The 1997 cult favorite preys on our most internal fears: Very early on in Kiyoshi Kurosawa’s horror film “Cure,” there was a scene that already had me reaching for the rewind button. A slow pan across the beach, where a man is squatting and furiously sketching on a notepad.  Another man enters the frame, and suddenly, the sand seems to shift color from a glistening beige to a pallid greyish-green, like blood draining from the face. Of course, it’s an illusion caused by clouds drifting past the sun, but it’s also symbolic of the dark and malevolent shadow that will soon envelope the psychological landscape as well.

The two men exchange a few words, and it’s clear this intruder is an amnesiac. The artist tries to talk further with this mysterious man, inviting him home to see if he can help him reclaim his memory. His altruism will be rewarded a short while later by the murder of his wife…at his own hand. The artist attempts suicide, but it is too late; the amnesiac’s experiment has succeeded, and he will find more victims. And his victims will find victims of their own, as well…

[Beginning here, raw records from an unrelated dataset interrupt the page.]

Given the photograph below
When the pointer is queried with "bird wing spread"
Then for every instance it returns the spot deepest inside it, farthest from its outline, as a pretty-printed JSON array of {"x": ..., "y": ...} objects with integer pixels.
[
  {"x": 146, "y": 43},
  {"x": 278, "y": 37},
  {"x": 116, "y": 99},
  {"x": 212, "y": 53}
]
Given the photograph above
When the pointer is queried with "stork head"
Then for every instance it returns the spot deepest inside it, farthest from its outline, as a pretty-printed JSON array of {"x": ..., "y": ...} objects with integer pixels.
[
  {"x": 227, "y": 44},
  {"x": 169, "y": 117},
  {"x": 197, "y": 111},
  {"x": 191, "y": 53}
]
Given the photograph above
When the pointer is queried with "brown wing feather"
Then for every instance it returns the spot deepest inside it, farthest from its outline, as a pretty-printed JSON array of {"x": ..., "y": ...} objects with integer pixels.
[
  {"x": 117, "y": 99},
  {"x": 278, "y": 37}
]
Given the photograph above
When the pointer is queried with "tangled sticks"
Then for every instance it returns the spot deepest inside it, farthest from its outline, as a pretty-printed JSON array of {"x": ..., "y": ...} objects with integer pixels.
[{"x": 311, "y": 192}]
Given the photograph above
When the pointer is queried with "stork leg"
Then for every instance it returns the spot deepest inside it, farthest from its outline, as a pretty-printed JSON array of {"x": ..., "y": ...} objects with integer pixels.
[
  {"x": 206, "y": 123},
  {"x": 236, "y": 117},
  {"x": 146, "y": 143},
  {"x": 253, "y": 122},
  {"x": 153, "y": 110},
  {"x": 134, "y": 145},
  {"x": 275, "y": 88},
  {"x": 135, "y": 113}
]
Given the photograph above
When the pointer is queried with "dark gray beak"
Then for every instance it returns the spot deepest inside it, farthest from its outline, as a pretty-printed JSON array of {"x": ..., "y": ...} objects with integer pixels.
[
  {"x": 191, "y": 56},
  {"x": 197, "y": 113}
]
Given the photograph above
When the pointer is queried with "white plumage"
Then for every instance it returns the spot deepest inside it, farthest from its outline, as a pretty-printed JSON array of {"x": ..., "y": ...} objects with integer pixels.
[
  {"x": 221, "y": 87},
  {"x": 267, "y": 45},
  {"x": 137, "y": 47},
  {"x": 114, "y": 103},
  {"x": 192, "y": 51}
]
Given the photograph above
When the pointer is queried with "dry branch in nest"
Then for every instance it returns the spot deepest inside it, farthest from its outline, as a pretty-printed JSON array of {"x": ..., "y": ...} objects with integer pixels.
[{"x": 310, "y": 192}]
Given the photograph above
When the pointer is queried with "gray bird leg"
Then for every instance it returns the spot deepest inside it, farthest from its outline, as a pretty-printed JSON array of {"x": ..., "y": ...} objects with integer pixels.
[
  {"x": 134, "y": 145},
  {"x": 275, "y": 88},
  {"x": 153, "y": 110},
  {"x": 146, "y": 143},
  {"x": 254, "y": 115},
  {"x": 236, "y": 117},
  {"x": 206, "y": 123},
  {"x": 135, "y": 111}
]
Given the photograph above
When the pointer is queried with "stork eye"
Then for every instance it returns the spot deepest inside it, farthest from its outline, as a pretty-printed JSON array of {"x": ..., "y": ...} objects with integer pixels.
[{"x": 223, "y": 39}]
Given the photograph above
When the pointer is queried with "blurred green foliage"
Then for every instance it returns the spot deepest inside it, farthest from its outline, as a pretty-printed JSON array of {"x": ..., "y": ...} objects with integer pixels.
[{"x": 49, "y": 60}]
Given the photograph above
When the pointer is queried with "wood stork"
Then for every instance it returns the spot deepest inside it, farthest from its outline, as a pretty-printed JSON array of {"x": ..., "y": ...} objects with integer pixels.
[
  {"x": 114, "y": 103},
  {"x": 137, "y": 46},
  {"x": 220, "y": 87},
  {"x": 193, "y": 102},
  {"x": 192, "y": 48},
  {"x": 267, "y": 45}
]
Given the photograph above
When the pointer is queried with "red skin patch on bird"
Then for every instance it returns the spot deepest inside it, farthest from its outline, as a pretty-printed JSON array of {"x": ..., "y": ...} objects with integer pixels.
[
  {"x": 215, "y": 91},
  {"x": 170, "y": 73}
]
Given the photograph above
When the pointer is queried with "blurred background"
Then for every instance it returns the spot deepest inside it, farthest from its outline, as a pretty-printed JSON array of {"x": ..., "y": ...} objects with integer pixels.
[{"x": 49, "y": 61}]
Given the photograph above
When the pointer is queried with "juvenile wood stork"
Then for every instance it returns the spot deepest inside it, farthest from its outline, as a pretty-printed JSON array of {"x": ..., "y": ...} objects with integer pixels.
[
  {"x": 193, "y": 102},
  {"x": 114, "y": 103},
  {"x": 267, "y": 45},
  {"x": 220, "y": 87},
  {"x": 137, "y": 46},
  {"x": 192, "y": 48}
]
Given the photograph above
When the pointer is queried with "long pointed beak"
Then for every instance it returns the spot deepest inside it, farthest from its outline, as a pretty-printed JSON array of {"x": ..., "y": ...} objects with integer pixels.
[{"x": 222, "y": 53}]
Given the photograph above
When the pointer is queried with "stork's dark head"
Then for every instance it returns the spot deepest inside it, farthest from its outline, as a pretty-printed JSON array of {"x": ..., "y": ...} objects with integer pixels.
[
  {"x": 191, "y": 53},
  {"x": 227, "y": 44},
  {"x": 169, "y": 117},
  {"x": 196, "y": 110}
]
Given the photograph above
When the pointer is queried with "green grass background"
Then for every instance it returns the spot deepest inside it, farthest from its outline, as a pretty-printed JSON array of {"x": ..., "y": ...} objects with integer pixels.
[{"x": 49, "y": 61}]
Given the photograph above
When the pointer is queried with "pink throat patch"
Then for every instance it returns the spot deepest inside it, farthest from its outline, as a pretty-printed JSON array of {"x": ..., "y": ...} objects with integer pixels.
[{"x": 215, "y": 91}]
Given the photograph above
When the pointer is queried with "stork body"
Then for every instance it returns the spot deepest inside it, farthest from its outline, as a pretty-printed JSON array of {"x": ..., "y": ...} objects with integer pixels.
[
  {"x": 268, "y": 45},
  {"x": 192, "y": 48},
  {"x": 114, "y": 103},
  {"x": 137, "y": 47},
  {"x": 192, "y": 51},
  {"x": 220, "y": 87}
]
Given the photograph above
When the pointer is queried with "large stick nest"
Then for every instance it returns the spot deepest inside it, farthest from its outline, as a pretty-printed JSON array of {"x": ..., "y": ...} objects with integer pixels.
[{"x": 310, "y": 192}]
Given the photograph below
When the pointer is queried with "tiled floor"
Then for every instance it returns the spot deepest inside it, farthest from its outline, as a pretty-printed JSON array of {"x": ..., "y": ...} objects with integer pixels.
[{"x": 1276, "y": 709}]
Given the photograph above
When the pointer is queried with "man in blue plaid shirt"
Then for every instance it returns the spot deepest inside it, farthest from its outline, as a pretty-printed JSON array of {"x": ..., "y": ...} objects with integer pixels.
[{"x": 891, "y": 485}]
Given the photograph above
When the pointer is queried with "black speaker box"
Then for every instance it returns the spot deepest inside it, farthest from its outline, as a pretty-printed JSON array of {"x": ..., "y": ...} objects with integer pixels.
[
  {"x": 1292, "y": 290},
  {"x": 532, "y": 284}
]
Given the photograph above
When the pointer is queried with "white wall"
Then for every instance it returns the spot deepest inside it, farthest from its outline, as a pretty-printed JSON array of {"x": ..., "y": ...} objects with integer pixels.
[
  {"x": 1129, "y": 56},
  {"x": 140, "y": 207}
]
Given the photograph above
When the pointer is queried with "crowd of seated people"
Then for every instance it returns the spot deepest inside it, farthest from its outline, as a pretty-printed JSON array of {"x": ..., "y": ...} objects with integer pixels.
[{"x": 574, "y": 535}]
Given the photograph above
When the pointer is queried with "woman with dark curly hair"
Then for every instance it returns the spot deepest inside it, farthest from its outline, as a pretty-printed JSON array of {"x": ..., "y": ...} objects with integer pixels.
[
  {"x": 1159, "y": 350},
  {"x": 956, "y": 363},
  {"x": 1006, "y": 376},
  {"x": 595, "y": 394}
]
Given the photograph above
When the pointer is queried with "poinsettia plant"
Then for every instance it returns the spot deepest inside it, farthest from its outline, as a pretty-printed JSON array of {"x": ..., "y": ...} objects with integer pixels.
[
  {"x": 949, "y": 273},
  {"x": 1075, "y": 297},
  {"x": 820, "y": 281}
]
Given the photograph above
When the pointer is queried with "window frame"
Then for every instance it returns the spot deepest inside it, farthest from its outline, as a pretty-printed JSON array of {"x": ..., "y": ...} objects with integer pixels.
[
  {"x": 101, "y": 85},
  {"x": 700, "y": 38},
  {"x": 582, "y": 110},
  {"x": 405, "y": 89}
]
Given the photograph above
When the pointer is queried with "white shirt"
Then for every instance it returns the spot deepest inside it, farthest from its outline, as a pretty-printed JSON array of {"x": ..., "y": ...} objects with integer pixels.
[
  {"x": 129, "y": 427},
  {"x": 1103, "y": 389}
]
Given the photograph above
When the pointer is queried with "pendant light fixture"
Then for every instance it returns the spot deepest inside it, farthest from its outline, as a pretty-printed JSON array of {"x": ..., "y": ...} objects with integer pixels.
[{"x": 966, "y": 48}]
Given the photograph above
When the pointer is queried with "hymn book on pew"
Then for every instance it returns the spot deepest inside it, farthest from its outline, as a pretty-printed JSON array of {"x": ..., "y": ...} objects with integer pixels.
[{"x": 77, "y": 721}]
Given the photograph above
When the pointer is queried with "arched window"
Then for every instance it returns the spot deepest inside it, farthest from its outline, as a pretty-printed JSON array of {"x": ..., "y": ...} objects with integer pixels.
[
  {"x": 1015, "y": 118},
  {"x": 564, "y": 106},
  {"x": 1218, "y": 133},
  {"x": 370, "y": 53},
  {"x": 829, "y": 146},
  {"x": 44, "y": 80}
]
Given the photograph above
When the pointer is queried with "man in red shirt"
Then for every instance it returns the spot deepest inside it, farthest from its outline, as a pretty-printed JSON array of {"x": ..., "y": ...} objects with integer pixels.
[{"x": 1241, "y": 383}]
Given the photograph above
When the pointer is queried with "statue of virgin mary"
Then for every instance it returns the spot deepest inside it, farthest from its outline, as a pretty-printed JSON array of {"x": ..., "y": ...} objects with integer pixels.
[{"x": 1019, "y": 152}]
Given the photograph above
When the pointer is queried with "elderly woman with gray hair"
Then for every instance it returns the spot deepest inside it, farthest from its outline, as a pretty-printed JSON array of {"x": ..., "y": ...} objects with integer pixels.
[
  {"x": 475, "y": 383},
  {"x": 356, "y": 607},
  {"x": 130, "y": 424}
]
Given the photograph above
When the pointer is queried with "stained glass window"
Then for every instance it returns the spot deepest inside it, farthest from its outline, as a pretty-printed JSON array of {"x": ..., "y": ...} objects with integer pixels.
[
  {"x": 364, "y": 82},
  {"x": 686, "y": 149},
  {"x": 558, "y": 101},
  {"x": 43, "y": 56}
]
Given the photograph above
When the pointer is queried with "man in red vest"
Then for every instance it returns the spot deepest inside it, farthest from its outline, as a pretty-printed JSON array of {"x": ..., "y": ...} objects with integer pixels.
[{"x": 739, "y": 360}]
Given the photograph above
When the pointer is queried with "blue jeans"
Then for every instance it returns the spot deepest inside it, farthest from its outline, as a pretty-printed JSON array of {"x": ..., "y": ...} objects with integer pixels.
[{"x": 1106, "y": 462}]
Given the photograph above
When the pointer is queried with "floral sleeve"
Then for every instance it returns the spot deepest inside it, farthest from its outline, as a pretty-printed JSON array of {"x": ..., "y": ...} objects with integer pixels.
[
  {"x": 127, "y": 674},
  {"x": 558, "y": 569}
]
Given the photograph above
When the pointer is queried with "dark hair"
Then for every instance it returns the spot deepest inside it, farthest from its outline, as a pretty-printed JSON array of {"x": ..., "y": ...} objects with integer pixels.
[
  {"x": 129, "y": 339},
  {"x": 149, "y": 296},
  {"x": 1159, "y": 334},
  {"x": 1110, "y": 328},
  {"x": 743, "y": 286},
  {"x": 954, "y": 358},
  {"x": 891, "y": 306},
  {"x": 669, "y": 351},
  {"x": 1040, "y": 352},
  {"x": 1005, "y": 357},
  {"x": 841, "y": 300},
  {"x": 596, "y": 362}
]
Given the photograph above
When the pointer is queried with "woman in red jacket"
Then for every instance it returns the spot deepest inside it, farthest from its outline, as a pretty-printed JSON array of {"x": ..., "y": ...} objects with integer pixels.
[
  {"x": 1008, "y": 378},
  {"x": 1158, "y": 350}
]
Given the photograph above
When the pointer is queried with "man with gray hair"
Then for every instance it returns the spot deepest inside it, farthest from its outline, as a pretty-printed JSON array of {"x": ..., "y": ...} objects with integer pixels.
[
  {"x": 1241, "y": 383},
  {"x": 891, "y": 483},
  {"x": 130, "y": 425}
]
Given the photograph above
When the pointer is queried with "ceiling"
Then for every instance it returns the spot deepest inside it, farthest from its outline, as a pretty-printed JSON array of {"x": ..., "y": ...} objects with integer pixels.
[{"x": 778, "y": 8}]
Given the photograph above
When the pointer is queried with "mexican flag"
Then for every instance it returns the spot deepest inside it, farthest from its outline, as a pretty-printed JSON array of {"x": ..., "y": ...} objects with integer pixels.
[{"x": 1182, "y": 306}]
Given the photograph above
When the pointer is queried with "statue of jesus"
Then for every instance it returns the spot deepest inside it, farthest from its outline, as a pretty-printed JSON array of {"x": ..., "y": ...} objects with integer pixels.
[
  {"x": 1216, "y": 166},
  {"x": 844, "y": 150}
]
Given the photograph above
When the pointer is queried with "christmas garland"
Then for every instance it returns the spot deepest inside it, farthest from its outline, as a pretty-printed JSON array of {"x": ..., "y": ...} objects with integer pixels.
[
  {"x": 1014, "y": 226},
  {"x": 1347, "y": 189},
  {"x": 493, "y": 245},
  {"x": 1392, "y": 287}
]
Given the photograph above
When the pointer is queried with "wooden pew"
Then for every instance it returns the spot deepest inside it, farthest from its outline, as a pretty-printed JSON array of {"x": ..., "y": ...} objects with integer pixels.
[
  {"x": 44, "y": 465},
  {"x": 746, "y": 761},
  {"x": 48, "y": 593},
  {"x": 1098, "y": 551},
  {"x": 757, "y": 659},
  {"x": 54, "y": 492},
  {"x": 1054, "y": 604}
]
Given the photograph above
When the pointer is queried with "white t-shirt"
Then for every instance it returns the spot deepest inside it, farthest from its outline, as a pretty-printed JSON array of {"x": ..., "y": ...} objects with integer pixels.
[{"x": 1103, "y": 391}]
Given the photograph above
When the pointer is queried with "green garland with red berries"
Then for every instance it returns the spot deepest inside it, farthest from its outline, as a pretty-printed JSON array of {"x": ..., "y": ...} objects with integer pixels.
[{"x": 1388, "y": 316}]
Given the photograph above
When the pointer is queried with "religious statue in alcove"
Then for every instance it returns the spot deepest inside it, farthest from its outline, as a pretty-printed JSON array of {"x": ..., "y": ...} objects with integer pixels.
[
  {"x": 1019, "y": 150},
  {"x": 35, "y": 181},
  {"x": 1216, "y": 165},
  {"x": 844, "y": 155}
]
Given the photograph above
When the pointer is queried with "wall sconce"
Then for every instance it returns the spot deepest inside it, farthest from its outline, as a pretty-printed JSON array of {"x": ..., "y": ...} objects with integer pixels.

A director obviously can’t control the clouds the way they can their actors, but through sheer luck, Kurosawa was able to instigate a visual motif that will recur throughout the film. The shadows wafting over the sand will be hauntingly echoed at various points as the story unfolds. Blood slowly pooling over the concrete. Water from a spilled glass darkening the marbled flooring in a hospital room. Another drop of water hits a lighter, splashing pitch-black fluid over a grainy wood table. Each time, either right before or right after a sudden scene of shocking brutality, or even both (the brutal murder of a sex worker takes place just before the beach scene) we witness a metaphor for the darkness creeping over and enveloping the human soul, as outwardly normal, even kind-hearted people are driven once again to commit acts of great evil.

Each of these murders may have different perpetrators (at least we think so at first), but are united by the killer’s inability to remember committing them and the presence of an “X” carved out on each victim (a cinematic motif that originated with Howard Hawks’s “Scarface” and would be echoed again by Martin Scorsese for “The Departed”). Assigned to investigate is gruff detective Kenichi Takabe (Koji Yakusho, a long way from his star-making turn in the previous year’s “Shall We Dance?”), who has enough troubles of his own: his wife Fumie (Anna Nakagawa) is being treated for schizophrenia and is starting to lose her memory, being in the early stages of dementia.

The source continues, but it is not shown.